BAPS analyses with sequences indicated the existence of four genetic clusters (K = 4) (log marginal likelihood =  − 4667.6928, PP = 1.0) (Fig. 1c). The four genetic clusters from the BAPS analysis distributed in different proportions among continents. The yellow cluster includes individuals from the Asian populations, exclusively. The light blue cluster gathers individuals from the African, Asia and European populations exclusively. The pink and magenta clusters include individuals from populations distributed in the four continents, confirming the lack of genetic structure (Fig. 1c). BAPS analysis was in agreement with the shallow genetic divergence and haplotype distribution shown in Fig. 1b.

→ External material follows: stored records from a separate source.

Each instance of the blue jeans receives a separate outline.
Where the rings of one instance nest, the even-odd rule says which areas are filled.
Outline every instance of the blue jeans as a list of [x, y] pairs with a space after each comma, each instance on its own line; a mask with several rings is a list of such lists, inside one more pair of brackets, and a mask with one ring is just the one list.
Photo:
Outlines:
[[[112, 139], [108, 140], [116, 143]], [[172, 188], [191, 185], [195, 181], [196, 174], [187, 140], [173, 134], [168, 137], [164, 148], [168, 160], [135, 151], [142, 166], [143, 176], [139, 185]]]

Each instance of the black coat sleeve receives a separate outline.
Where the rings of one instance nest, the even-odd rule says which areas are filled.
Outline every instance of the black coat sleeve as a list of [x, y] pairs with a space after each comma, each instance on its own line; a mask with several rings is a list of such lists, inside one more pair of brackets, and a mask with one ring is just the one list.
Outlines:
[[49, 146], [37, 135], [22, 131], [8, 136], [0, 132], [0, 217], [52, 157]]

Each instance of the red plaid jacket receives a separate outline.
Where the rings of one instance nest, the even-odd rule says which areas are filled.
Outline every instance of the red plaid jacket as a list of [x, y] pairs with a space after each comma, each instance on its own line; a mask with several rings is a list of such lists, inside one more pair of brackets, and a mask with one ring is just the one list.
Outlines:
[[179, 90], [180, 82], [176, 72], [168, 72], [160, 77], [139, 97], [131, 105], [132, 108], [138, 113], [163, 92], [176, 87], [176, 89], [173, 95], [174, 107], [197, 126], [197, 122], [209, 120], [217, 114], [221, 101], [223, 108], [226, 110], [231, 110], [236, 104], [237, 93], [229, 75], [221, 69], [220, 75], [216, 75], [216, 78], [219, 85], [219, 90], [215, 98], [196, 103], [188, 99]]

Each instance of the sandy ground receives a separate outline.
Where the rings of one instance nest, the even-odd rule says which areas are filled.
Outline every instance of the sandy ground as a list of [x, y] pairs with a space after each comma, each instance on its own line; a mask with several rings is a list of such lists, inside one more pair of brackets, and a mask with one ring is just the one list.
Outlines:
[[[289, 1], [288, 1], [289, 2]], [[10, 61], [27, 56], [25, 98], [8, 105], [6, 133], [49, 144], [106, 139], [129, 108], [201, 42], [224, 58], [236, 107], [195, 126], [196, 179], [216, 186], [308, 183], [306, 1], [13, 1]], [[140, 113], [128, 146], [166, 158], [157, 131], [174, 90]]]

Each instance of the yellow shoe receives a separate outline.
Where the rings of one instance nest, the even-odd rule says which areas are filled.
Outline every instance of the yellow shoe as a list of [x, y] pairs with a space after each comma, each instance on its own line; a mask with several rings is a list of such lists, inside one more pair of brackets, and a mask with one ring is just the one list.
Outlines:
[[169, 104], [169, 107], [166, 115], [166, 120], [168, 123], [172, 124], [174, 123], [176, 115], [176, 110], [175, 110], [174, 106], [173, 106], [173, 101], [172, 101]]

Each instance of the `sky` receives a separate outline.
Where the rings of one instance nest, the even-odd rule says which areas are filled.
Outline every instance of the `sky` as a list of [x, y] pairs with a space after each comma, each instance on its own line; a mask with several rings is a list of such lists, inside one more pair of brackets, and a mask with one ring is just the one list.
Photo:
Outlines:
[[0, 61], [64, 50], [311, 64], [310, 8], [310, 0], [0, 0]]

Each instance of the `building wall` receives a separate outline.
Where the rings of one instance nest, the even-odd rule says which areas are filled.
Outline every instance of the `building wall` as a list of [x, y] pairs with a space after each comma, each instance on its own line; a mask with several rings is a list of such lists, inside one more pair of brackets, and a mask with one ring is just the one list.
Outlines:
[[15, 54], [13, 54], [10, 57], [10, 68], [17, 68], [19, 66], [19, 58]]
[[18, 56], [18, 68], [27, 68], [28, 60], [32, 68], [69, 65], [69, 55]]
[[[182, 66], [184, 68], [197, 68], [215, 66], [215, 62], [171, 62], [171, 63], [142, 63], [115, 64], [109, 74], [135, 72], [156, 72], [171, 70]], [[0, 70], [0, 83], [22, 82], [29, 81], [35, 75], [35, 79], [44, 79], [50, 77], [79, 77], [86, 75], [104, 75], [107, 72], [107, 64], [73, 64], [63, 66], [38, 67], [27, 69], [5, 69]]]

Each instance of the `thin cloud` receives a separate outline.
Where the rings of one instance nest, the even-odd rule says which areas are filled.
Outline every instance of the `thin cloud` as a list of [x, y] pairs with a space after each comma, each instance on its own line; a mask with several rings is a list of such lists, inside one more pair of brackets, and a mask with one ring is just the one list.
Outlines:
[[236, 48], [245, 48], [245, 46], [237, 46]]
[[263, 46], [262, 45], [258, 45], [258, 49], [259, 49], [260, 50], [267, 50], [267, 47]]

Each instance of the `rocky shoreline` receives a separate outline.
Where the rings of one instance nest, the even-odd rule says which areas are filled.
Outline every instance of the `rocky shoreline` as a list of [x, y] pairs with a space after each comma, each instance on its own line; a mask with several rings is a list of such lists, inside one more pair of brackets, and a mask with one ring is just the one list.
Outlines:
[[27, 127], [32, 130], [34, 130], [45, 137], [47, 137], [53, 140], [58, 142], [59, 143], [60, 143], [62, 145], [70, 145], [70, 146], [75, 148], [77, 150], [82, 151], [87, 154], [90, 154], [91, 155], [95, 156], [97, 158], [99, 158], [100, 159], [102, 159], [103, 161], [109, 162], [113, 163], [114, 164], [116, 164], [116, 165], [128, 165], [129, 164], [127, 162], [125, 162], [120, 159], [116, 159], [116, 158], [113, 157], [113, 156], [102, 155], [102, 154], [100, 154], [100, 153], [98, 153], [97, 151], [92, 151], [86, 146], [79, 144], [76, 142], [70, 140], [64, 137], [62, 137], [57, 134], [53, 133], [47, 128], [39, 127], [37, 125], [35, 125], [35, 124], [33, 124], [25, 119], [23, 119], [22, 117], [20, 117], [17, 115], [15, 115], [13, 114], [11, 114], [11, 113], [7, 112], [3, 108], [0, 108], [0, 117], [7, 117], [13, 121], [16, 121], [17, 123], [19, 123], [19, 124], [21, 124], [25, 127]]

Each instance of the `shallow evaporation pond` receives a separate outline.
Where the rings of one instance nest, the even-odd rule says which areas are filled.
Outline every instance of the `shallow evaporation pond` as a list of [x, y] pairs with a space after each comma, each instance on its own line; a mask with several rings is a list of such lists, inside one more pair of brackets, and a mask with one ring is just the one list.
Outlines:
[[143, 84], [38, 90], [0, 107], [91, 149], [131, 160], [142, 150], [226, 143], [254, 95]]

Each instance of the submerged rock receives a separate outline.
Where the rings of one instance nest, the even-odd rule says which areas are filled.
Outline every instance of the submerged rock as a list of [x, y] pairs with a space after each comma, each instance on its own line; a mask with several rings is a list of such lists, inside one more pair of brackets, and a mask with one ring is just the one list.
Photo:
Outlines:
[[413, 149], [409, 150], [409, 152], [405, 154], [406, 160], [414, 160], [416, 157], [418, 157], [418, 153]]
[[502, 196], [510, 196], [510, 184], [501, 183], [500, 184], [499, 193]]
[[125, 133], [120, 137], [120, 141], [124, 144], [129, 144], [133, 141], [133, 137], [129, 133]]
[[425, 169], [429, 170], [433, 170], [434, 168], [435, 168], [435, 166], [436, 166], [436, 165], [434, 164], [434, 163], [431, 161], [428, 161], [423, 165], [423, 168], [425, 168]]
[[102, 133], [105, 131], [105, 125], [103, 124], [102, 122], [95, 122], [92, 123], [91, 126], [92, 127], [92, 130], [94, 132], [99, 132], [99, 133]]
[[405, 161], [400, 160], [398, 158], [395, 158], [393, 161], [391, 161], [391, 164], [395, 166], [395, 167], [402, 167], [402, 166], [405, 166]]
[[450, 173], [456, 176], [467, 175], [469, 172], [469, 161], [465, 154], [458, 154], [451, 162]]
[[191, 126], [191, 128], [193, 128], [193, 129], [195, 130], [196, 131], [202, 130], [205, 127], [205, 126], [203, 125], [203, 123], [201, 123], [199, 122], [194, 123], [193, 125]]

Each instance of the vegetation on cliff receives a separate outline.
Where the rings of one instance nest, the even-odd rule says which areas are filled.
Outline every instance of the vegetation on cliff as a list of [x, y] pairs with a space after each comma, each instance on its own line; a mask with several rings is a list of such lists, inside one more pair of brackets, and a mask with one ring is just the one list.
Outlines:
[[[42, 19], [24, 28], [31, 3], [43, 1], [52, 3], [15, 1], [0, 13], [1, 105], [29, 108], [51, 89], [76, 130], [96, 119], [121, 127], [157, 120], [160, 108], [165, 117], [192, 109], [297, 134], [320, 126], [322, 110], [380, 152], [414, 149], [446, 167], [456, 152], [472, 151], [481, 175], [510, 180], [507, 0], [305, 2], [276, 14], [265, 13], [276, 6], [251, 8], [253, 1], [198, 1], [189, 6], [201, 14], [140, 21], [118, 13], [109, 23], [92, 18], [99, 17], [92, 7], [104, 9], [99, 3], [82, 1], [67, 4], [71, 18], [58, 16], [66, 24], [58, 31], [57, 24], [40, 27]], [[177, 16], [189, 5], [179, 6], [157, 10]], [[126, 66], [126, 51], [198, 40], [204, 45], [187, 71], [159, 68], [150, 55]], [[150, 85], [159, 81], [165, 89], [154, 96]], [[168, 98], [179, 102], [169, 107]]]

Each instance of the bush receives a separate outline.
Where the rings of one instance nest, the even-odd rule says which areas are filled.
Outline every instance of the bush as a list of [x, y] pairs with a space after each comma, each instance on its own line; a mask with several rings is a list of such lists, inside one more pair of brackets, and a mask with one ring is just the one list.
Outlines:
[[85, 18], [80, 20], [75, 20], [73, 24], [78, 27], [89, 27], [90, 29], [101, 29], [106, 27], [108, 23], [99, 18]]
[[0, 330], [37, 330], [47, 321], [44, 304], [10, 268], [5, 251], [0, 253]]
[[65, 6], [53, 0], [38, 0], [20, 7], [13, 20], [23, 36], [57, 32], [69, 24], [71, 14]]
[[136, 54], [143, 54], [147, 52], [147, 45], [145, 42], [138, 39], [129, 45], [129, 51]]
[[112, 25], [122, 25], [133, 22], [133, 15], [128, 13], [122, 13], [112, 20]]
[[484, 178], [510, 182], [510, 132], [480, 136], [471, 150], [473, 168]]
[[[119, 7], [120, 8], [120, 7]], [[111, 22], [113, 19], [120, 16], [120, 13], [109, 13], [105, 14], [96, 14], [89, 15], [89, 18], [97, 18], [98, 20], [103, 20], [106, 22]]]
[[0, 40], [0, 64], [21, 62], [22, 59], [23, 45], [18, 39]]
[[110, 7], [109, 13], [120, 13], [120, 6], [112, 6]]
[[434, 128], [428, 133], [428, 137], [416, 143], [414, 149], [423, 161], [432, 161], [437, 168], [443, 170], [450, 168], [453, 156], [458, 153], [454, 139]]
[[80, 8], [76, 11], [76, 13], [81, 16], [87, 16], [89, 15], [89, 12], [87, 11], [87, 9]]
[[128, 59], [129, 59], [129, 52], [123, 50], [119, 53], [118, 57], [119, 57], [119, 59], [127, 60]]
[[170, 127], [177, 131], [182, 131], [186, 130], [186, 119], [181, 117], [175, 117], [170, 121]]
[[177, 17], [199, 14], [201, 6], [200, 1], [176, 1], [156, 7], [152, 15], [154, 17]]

Lack of phylogeographic structure of H. canis suggests gene flow between populations

Differentiation among populations based on 18S rRNA gene variation (mean ± SE, GST = 0.302 ± 0.0475) indicated that H. canis is genetically subdivided. Genetic diversity across all populations (hT = 0.913 ± 0.0136; vT = 0.914 ± 0.0616) was higher than the average within-population value (hS = 0.637 ± 0.0463; vS = 0.550 ± 0.0682), indicating that populations are similar among them. PERMUT analysis showed that NST was not significantly different (PERMUT: NST = 0.399 ± 0.0578 vs. GST = 0.302 ± 0.0475, perm: 10,000, p > 0.05) than GST, indicating no phylogeographical structuring.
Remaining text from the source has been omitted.